そして「執行猶予」中に起こした事件の判決は、「執行猶予」が付かない厳しい実刑判決となることが多いとされています。

あくまでも事件の内容や裁判所の判断によりますが、せっかく得た「執行猶予」を失うことのないよう、社会生活を送ることが必要となります。

交通事故には特に注意が必要

交通事故

普通に社会生活を送っている多くの人は、警察の厄介になることなど、一生のうちで何回もあることではありません。

一般人の感覚でいえば、一度刑事事件を起こして1年から5年の間で言い渡された「執行猶予」期間は、もちろん事件については反省しているはずですから、無事に過ごせると考えがちです。

しかし、交通違反も刑事事件になるということを忘れてはいけません。

交通違反が行政罰、いわゆる青キップ程度であれば問題はないかもしれませんが、赤キップを切られるようなものは、刑事事件となり、「執行猶予」が取り消しになる可能性が出てきます。
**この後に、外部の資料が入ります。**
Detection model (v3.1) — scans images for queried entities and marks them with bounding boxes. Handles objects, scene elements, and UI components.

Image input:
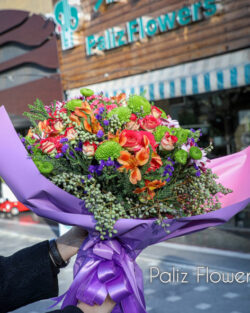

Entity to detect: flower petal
[135,148,149,166]
[129,167,141,185]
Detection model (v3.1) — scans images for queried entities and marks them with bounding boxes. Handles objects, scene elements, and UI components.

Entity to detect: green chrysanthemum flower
[174,149,188,165]
[95,141,122,161]
[157,107,167,118]
[80,88,94,97]
[128,95,151,116]
[154,126,170,142]
[175,128,190,144]
[36,161,54,174]
[189,147,202,160]
[66,99,82,111]
[108,107,132,123]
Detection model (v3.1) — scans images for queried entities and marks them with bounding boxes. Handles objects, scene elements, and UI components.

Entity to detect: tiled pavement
[0,223,250,313]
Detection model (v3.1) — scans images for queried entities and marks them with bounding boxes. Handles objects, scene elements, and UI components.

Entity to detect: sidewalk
[0,220,250,313]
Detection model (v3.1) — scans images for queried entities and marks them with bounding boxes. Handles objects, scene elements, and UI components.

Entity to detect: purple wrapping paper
[0,106,250,313]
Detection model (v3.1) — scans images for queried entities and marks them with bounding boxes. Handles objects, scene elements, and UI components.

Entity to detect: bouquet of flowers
[0,88,249,312]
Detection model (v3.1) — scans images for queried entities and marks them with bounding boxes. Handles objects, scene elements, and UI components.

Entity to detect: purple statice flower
[88,165,96,174]
[95,114,102,121]
[114,161,122,169]
[62,144,70,155]
[96,130,104,138]
[165,177,171,183]
[193,163,199,171]
[60,138,69,143]
[78,141,82,149]
[99,107,105,114]
[97,160,105,172]
[167,157,175,165]
[106,158,115,166]
[55,153,63,159]
[162,160,174,177]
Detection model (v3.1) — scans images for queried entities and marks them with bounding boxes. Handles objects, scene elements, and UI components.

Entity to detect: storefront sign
[94,0,119,12]
[54,0,79,50]
[86,0,217,56]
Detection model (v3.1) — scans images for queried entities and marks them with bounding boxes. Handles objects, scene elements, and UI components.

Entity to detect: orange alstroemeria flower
[133,179,166,200]
[108,129,121,143]
[117,148,149,185]
[74,101,92,117]
[38,120,51,134]
[70,101,103,134]
[147,151,162,172]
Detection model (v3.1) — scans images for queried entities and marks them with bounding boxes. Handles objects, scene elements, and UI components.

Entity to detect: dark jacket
[0,241,82,313]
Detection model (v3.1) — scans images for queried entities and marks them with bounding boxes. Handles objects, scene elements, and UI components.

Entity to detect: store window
[156,87,250,228]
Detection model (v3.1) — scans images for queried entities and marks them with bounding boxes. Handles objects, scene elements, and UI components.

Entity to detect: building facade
[54,0,250,227]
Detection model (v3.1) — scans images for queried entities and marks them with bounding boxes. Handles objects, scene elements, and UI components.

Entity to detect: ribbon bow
[55,238,147,313]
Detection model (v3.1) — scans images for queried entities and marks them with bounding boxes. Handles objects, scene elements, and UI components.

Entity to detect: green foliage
[23,99,50,127]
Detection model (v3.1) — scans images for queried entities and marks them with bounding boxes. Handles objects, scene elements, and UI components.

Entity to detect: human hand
[77,295,116,313]
[56,226,88,262]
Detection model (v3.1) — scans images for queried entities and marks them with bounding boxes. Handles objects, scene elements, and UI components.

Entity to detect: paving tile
[166,296,182,302]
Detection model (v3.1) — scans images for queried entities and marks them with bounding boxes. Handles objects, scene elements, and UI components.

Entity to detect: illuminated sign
[85,0,217,56]
[94,0,119,12]
[54,0,79,50]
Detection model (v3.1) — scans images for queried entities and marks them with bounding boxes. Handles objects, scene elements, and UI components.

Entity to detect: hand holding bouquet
[22,89,230,236]
[0,89,249,313]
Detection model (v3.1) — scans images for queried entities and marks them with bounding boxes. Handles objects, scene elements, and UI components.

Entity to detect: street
[0,216,250,313]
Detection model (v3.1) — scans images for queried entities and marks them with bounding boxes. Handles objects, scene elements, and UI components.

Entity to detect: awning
[67,49,250,100]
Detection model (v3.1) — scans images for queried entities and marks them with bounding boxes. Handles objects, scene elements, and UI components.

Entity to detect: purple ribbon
[54,237,146,313]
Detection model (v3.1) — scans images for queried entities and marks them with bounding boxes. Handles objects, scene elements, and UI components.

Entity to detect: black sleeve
[0,241,59,313]
[48,305,84,313]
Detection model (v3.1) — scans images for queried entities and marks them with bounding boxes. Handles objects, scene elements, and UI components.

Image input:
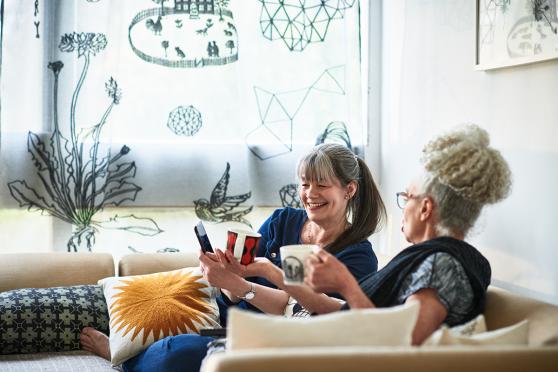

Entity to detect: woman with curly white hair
[306,125,511,344]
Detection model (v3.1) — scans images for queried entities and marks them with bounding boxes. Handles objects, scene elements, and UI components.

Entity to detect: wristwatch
[238,283,256,301]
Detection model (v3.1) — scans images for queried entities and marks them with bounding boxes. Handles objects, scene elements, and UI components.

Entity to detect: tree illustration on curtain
[194,162,253,227]
[8,32,162,252]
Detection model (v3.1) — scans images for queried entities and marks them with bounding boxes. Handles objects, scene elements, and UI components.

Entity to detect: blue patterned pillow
[0,285,109,354]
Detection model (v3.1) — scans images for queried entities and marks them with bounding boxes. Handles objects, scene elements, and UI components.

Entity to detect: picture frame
[475,0,558,70]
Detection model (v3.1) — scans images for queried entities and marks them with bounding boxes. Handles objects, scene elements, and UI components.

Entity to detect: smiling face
[299,177,356,224]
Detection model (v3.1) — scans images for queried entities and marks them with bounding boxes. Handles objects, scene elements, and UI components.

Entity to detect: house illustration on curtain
[174,0,215,14]
[128,0,238,68]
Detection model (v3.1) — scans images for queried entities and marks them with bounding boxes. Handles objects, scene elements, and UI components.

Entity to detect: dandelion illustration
[109,271,217,344]
[8,32,162,252]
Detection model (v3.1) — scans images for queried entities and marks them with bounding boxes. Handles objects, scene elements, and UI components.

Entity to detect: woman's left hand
[215,249,246,278]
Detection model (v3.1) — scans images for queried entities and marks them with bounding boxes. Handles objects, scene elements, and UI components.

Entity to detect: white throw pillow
[99,267,220,365]
[438,319,529,345]
[422,314,486,346]
[227,301,420,351]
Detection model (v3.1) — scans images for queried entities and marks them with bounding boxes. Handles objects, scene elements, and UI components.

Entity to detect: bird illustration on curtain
[194,162,253,227]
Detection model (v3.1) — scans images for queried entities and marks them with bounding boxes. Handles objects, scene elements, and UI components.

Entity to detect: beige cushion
[438,320,529,345]
[227,302,419,351]
[99,267,219,365]
[118,252,199,276]
[422,314,486,346]
[484,286,558,346]
[0,252,114,291]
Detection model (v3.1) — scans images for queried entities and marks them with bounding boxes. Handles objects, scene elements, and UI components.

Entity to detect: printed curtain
[0,0,366,251]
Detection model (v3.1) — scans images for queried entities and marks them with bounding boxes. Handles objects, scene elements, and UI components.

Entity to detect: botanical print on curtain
[0,0,366,252]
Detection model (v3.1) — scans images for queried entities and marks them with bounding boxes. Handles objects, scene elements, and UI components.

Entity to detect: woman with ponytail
[81,144,386,371]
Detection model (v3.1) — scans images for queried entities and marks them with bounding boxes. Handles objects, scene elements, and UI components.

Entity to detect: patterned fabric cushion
[0,285,109,354]
[99,267,219,365]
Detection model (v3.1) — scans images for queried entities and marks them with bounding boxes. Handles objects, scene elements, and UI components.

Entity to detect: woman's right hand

実際には、余程悪質な違反でない限り、交通違反で即「執行猶予」取り消しになることは珍しいようですが、「執行猶予」期間中の人には、免許証を持っていても一切運転をしないという人も実在します。

また犯罪の中には、痴漢や薬物使用など常習性の高いものもあり、これらの犯罪は「執行猶予」期間中でも、再び同じ罪を犯す者が少なくありません。

「執行猶予」期間中に再び刑事事件を引き起こして逮捕され、起訴後に裁判となった場合、無罪になることはまずありません。

それどころか、「執行猶予」中の刑罰も加えられ、厳しい実刑判決となることが予想されます。

もともと「執行猶予」という制度は、罪を犯したからといって、すぐに刑務所へ入れて刑罰を科すのではなく、社会の中での更正を期待して自由を与える措置です。

せっかくの「執行猶予」を無駄にしないように、法律の専門家である弁護士とよく相談しながら、生活を送ることが必要となります。